‘Power Book III: Raising Kanan’ Episode 2 Review
Spoilers ahead for Episode 2 of Power Book III: Raising Kanan.
Last week’s explosive premiere of Power Book III: Raising Kanan ended with the promise of Kanan being “in it” now. He killed Buck Twenty, disrupting the truce established between Raq and Unique, putting Kanan and his whole family in danger. He’s in the game now, and there’s no turning back.
But despite his name being in the title, this series is about so much more than Kanan Stark. It’s also about the different people who are raising Kanan (Hey, that’s the name of the show!). They all have their own goals and motivations that make them just as important to the series’ story than the titular lead.

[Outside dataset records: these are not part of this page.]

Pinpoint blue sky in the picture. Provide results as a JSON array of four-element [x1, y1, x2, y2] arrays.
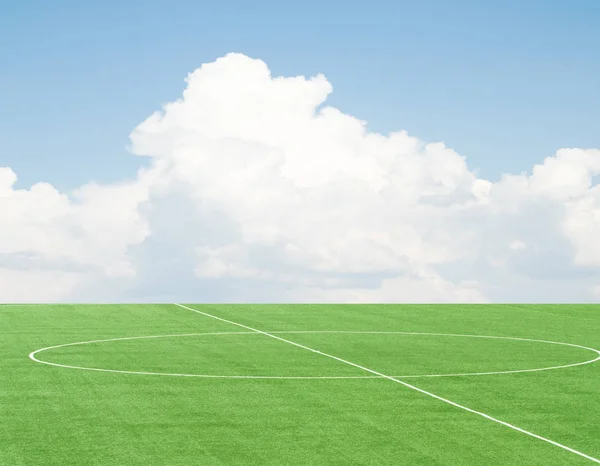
[[0, 0, 600, 302], [0, 0, 600, 190]]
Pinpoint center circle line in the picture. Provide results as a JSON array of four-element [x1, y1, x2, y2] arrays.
[[29, 330, 600, 380]]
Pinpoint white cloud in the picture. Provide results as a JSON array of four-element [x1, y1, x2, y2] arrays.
[[0, 54, 600, 302]]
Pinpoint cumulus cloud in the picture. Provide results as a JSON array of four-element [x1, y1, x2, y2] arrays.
[[0, 54, 600, 302]]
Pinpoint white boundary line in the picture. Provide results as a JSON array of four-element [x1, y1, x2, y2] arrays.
[[174, 303, 600, 464], [29, 330, 600, 380]]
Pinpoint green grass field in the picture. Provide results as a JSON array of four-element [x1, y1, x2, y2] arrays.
[[0, 304, 600, 466]]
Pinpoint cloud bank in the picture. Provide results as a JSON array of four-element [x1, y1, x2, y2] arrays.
[[0, 54, 600, 302]]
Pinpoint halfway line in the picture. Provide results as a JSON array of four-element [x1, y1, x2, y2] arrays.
[[174, 303, 600, 464]]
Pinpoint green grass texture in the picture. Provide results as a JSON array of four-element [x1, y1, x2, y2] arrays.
[[0, 304, 600, 466]]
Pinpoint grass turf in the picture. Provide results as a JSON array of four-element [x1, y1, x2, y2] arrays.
[[0, 304, 600, 465]]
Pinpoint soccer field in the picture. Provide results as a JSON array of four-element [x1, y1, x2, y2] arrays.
[[0, 304, 600, 466]]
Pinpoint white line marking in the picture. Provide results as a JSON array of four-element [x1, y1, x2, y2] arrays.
[[29, 330, 600, 380], [174, 303, 600, 464]]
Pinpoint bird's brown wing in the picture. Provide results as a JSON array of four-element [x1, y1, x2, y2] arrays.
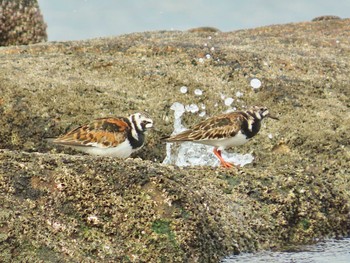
[[52, 118, 130, 148], [165, 112, 247, 142]]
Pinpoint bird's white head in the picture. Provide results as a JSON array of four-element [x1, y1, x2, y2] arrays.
[[129, 112, 153, 132], [251, 106, 278, 120]]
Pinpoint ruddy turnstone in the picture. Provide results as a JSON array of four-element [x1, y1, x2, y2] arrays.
[[163, 106, 278, 168], [49, 113, 153, 158]]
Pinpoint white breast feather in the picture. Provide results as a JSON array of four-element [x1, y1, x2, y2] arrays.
[[198, 132, 248, 150]]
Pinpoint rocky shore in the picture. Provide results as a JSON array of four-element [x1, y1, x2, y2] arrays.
[[0, 19, 350, 262]]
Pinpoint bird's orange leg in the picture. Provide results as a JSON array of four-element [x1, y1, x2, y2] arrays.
[[214, 148, 234, 168]]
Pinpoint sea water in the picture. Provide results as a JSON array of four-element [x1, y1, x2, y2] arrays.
[[221, 238, 350, 263]]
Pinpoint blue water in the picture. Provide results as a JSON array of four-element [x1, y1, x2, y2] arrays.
[[221, 238, 350, 263]]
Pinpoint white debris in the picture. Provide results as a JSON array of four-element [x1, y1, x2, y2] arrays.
[[224, 98, 233, 106], [194, 89, 203, 96], [236, 91, 243, 98], [198, 110, 206, 117], [180, 86, 188, 94], [163, 142, 254, 167], [163, 102, 254, 166], [185, 103, 199, 113], [170, 102, 185, 123], [250, 78, 261, 89]]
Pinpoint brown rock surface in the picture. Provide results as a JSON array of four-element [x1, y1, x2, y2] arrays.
[[0, 19, 350, 262]]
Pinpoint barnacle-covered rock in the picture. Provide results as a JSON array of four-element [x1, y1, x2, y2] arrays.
[[0, 19, 350, 262]]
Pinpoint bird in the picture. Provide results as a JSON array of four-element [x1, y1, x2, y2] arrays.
[[48, 113, 153, 158], [162, 106, 278, 168]]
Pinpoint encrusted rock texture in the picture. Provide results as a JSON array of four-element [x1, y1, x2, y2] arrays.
[[0, 19, 350, 262], [0, 0, 47, 46]]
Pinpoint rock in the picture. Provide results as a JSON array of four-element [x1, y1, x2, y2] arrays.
[[0, 19, 350, 262]]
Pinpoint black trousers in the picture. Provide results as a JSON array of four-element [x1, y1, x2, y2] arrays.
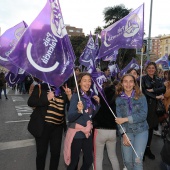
[[35, 123, 63, 170], [67, 135, 93, 170]]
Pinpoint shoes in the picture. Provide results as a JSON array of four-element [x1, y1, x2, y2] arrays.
[[153, 130, 161, 136], [145, 147, 155, 160]]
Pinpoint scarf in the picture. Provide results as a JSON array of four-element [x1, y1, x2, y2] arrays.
[[80, 89, 96, 110], [120, 90, 135, 116]]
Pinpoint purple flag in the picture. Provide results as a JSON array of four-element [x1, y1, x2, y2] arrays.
[[91, 71, 107, 94], [95, 34, 100, 56], [79, 33, 96, 70], [102, 50, 118, 61], [9, 0, 75, 87], [99, 4, 144, 58], [5, 69, 26, 87], [120, 58, 140, 76], [0, 21, 27, 74], [155, 55, 168, 67]]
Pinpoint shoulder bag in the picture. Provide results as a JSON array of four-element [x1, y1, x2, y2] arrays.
[[27, 84, 45, 137]]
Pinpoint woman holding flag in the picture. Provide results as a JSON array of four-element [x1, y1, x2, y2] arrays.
[[116, 74, 148, 170], [67, 73, 100, 170]]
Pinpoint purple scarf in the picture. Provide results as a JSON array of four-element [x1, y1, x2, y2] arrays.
[[80, 89, 96, 110], [120, 90, 135, 116]]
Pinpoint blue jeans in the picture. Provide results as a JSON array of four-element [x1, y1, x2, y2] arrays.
[[121, 131, 148, 170]]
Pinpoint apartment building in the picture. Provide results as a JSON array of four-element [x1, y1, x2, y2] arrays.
[[66, 25, 85, 37]]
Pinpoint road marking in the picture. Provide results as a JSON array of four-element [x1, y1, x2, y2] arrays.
[[11, 96, 25, 102], [5, 120, 30, 123], [0, 139, 35, 150]]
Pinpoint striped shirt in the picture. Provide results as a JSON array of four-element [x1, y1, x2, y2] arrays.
[[45, 95, 65, 125]]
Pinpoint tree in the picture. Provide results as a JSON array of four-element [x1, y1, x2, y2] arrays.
[[100, 4, 139, 69], [94, 26, 102, 35], [103, 4, 131, 28]]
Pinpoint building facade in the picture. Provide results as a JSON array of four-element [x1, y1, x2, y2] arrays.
[[159, 35, 170, 57], [66, 25, 84, 37]]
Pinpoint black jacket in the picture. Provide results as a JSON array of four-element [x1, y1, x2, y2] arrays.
[[142, 75, 166, 128], [93, 85, 117, 129]]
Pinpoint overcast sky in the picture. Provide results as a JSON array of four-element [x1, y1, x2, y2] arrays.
[[0, 0, 170, 37]]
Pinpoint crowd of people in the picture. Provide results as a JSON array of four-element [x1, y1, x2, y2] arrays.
[[0, 62, 170, 170]]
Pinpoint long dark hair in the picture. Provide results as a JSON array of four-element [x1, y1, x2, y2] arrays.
[[116, 74, 142, 99], [74, 72, 91, 95]]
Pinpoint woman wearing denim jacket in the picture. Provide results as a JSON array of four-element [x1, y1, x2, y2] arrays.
[[67, 73, 100, 170], [116, 74, 148, 170]]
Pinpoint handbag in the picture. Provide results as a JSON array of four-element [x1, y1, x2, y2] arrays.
[[156, 100, 166, 117], [27, 85, 45, 137]]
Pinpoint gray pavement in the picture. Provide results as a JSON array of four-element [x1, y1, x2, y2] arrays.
[[0, 89, 163, 170]]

This episode in particular shows off the importance of Raising Kanan’s ensemble cast, with many of them playing major roles compared to last week.
Raising Kanan Episode 2, Mekai Curtis as Kanan Stark
But the cost of this is that Kanan himself has very little to do in this episode, something that he would certainly agree with. Raq told Kanan that he was “part of it now”, but the importance of this isn’t really explored to its full potential, at least not yet. Although she explains that Kanan being put on guard duty is necessary to learn discipline, it just feels like Raq is still trying to shelter her son from the world she lives in. And, to be honest, it also kinda feels like the writers didn’t quite know what to do with Kanan this episode and just needed to put him in a narrative timeout for a bit. Hopefully Kanan will have much more to do in future episodes and doesn’t end up being overshadowed by his supporting cast.
Raising Kanan Episode 2, London Brown as Marvin Thomas
Surprisingly, the two characters who I feel were the standouts of the episode were Kanan’s Uncles Marvin and Lou-Lou. Marvin in particular surprised me with how much I found myself invested in his strangely endearing romance with club publicist Toni Deep by the end. I didn’t even think we would ever see Toni again after Raq had her dog microwaved, so the idea of a connection between her and Marvin in the future was anything but expected.
But the obvious big moment of the episode was when Lou-Lou killed D-Wiz. I could tell that D-Wiz was a dead man walking from the moment he stepped foot into Lou-Lou’s car, but that still didn’t make his death any less impactful than it was. The remorse Lou-Lou showed after killing him shows that he is imprisoned by his own loyalty to Raq, and he knows it. I’m looking forward to what comes of this in the coming episodes as more pawns continue falling from the table.
Raising Kanan Episode 2, Malcolm Mays as Lou-Lou Thomas
I really want this series to work on developing Jukebox’s relationship with Nicole, because right now it’s really not as strong as it could and should be, especially given its importance. Tony nominee Hailey Kilgore is doing a terrific job as Jukebox, with her song at the end being a standout for me. But the two of them simply lack the on-screen chemistry to be all that compelling, which is a shame because I genuinely want to like their relationship more. But the fact that I came out of this episode more invested in Marvin and Toni’s relationship than Jukebox’s is a problem that needs to be fixed.
I think that Episode 2 of Raising Kanan is a good episode with a great ending, but it is unfortunately brought down slightly by its slow pace. The momentum from the previous episode is quickly brought to a halt and it doesn’t return until the end of this one. The events that occur here are quite compelling, but I just wish that the stuff happening in-between was as well. The ending promises some very compelling events in the coming episodes, so hopefully it delivers on this without sacrificing the bullet-fast momentum it has right now.